The one on the left picture is a green tree python and the other one on the right with large stripes is the emerald tree boa. The green tree python is a native from the rainforest of Indonesia while the emerald tree boa is from South America.

Both of them have different colors when they’re young. The big difference between the two is the method of reproduction: while the emerald tree boa bears live babies, the green tree python lays eggs.

The Habitat Of Green Tree Python

These snakes are living on bushes, rainforests, and shrubs.
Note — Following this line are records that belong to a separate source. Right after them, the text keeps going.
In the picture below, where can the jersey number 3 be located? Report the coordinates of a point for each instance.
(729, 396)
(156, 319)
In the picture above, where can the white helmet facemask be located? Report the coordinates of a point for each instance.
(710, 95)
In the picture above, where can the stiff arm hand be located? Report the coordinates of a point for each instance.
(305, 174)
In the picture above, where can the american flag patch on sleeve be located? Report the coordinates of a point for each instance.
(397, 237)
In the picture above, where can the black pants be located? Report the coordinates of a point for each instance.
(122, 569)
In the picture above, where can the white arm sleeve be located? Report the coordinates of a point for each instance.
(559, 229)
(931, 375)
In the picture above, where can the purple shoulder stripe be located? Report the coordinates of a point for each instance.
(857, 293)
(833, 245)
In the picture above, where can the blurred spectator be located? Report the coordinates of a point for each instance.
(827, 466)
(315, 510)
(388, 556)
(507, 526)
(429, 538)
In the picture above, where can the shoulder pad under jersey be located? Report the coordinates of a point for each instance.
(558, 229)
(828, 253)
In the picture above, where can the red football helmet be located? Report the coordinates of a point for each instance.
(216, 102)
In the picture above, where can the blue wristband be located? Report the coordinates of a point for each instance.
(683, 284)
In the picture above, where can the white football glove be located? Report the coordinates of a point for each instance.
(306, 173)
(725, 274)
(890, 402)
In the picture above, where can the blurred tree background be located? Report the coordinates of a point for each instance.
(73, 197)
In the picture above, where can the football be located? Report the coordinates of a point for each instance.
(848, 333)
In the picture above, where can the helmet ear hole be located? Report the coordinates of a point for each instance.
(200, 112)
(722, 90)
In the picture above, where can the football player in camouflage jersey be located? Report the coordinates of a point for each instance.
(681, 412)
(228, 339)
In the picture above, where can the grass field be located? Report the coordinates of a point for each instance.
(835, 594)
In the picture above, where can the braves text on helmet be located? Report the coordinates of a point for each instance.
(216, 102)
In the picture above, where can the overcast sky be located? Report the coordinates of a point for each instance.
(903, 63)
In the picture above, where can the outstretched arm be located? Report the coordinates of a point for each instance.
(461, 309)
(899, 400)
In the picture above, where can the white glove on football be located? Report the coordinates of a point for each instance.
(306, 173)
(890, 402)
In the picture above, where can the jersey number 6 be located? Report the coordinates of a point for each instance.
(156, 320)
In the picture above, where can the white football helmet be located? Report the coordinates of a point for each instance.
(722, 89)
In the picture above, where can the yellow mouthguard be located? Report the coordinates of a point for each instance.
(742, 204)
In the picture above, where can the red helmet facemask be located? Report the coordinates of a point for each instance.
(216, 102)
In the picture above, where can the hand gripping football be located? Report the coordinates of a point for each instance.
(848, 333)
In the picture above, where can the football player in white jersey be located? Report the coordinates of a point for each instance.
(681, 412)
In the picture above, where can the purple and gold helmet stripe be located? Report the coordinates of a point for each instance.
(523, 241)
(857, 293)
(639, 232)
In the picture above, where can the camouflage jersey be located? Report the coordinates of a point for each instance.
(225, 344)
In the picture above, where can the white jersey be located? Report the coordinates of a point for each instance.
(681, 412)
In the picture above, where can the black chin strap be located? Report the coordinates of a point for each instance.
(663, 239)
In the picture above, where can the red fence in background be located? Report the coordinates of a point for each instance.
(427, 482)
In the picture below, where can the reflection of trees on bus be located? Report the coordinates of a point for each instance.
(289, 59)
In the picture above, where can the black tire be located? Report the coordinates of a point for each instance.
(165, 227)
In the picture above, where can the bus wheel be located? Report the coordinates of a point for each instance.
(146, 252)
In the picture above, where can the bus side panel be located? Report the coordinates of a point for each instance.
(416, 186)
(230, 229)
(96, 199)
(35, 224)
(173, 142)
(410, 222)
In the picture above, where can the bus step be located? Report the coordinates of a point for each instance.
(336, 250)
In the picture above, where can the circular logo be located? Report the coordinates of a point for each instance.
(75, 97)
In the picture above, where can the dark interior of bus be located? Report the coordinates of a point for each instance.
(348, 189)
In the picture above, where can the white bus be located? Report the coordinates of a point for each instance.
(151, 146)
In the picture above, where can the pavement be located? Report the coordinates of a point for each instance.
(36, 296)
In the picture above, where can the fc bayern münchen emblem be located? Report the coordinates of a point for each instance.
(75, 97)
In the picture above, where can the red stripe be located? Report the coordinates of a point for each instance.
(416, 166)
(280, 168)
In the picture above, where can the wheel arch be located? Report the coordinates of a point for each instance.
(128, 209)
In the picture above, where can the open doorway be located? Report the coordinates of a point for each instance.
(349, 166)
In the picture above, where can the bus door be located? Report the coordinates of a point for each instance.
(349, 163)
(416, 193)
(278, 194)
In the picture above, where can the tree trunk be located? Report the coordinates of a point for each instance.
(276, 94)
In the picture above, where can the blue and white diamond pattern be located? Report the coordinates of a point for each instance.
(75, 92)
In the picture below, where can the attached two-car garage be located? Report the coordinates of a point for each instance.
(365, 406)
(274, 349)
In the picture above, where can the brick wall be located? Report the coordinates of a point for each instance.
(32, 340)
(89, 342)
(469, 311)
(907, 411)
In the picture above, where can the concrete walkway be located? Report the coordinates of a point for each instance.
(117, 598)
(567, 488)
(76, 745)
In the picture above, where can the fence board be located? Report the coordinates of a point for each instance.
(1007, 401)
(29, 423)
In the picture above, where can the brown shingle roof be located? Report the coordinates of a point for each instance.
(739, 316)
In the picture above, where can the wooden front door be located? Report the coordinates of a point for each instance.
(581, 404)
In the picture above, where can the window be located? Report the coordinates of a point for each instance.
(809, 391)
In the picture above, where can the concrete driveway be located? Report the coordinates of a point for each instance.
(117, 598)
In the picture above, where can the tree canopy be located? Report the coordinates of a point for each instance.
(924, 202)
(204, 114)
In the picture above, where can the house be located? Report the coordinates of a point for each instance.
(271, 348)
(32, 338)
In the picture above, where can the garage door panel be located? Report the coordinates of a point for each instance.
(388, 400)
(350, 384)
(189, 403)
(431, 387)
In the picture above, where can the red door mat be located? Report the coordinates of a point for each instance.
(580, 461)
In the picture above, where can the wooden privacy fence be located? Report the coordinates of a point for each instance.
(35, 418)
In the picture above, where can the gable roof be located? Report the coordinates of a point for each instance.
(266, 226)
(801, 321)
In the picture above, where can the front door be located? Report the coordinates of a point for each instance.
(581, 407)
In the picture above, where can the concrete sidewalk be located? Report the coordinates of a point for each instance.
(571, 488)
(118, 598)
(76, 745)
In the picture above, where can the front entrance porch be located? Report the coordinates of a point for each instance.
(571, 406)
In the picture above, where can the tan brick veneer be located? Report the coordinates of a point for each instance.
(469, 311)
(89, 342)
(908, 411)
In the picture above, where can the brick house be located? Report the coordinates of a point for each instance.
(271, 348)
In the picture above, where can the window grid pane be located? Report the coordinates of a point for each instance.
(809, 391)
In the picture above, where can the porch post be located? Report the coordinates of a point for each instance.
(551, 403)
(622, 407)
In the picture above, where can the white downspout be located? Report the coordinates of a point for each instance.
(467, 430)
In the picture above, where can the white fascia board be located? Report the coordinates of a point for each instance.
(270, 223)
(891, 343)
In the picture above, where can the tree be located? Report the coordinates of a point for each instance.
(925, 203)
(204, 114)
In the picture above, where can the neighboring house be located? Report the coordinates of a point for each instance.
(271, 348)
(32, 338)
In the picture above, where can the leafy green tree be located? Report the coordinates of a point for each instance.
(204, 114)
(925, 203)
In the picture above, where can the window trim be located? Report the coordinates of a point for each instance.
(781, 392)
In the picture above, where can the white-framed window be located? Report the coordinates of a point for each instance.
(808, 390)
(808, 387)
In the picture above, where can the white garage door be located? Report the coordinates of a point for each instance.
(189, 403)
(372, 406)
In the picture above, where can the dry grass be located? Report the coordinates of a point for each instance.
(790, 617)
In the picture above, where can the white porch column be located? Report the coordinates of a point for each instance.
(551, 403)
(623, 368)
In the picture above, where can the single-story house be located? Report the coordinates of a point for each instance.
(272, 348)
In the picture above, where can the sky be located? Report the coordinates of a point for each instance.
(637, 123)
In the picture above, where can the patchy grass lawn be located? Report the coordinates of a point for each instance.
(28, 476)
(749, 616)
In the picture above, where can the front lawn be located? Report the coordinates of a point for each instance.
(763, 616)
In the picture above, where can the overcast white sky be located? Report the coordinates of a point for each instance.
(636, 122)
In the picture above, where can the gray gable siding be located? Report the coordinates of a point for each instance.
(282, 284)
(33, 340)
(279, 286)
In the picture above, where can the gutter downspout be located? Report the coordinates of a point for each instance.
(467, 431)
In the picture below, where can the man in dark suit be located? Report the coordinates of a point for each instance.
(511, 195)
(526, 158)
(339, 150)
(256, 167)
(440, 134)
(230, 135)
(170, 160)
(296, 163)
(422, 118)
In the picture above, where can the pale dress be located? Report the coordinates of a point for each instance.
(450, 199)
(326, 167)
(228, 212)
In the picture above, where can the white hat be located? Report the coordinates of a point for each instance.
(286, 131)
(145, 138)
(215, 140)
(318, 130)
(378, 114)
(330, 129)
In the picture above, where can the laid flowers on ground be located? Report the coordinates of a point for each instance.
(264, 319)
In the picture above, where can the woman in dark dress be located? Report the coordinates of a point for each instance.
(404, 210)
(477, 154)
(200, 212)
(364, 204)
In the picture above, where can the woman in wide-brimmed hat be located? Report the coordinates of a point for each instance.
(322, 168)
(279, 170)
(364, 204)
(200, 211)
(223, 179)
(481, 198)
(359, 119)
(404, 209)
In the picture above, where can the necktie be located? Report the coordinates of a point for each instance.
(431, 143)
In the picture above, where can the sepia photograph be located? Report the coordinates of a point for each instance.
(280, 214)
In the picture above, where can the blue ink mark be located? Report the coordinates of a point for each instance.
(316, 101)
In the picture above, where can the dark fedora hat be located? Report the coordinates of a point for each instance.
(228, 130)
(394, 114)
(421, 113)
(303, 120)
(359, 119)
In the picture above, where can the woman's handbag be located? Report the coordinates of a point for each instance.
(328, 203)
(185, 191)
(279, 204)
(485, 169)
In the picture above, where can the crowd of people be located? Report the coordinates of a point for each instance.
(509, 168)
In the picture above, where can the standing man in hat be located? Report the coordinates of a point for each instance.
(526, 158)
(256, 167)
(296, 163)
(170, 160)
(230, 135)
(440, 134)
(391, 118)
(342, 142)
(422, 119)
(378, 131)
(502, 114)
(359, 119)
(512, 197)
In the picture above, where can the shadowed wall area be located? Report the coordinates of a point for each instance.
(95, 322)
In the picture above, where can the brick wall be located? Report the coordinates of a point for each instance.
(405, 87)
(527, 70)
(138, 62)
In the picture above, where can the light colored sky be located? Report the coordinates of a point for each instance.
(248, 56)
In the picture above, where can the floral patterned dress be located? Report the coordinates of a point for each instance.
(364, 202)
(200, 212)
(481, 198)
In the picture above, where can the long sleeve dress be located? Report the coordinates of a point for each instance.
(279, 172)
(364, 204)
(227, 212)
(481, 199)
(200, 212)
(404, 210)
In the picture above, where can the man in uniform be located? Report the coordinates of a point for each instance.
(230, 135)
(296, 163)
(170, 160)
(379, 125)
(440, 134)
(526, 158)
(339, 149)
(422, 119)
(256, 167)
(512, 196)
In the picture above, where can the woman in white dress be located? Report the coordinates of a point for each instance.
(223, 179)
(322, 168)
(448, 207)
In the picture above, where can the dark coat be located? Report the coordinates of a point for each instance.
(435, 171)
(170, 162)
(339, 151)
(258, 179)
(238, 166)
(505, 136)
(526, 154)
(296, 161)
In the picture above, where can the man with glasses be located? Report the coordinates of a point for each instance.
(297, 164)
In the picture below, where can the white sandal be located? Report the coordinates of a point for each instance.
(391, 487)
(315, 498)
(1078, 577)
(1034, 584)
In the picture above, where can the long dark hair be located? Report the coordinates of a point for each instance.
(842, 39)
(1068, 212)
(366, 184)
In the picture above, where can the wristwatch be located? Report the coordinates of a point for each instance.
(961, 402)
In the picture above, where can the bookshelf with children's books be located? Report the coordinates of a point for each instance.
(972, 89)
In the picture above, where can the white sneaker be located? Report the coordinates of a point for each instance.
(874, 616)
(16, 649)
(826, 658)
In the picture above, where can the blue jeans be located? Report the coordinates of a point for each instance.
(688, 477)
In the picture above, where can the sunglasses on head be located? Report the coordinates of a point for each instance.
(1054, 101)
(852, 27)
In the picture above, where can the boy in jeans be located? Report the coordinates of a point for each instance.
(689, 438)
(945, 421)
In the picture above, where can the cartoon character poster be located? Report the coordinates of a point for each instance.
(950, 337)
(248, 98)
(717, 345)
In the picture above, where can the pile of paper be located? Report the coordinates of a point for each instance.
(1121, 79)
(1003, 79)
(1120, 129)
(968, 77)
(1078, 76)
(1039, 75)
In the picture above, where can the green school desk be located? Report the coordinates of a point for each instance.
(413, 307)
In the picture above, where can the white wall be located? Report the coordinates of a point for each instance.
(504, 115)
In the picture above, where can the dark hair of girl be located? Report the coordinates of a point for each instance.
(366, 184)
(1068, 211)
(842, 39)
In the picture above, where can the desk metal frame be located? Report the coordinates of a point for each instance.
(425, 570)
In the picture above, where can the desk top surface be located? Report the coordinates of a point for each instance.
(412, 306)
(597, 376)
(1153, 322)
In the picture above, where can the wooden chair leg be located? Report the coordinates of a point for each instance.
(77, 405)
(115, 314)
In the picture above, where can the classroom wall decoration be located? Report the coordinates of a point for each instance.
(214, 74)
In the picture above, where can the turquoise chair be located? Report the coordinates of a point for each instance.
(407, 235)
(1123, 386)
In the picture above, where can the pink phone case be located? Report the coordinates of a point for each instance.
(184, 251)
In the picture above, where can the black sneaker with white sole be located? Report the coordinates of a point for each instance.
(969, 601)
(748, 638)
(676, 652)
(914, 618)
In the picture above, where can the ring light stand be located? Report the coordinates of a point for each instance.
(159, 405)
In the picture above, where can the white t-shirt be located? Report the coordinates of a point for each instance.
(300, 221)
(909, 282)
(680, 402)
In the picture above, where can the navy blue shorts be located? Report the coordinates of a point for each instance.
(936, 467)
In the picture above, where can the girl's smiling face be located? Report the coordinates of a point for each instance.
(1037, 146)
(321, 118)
Unlike other animals, they are solitary and spending their years in a branch of trees. Green three python only go to the ground when it needs to move to a new place.

Green Tree Python As Pet

Green tree python can be kept as a pet. However, you should remember some considerations, as it could be different compared to other tame pets you have at home.

Green tree pythons are attractive animals for displaying purposes. You will come to understand its behavior and enjoy seeing it grow through the years, but you can treat it like other pets.

While there are few tame green tree pythons out there, mostly they don’t want to be handled and they are not used to it. Once they are stressed, they can bite quickly.

Even the tamest of them can’t be trusted because they bite. Don’t get yourself wonder if they bite you on your face, as they were triggered with warm breath to strike. Don’t bother to put them near your face.

Note: In some places in the world, it is legal to keep green tree pythons as pets. Some places restrict to do this prior to animal welfares. Before deciding to keep one, check your state law, as well as the local ordinance to see if keeping green tree pythons won’t cause you a trouble.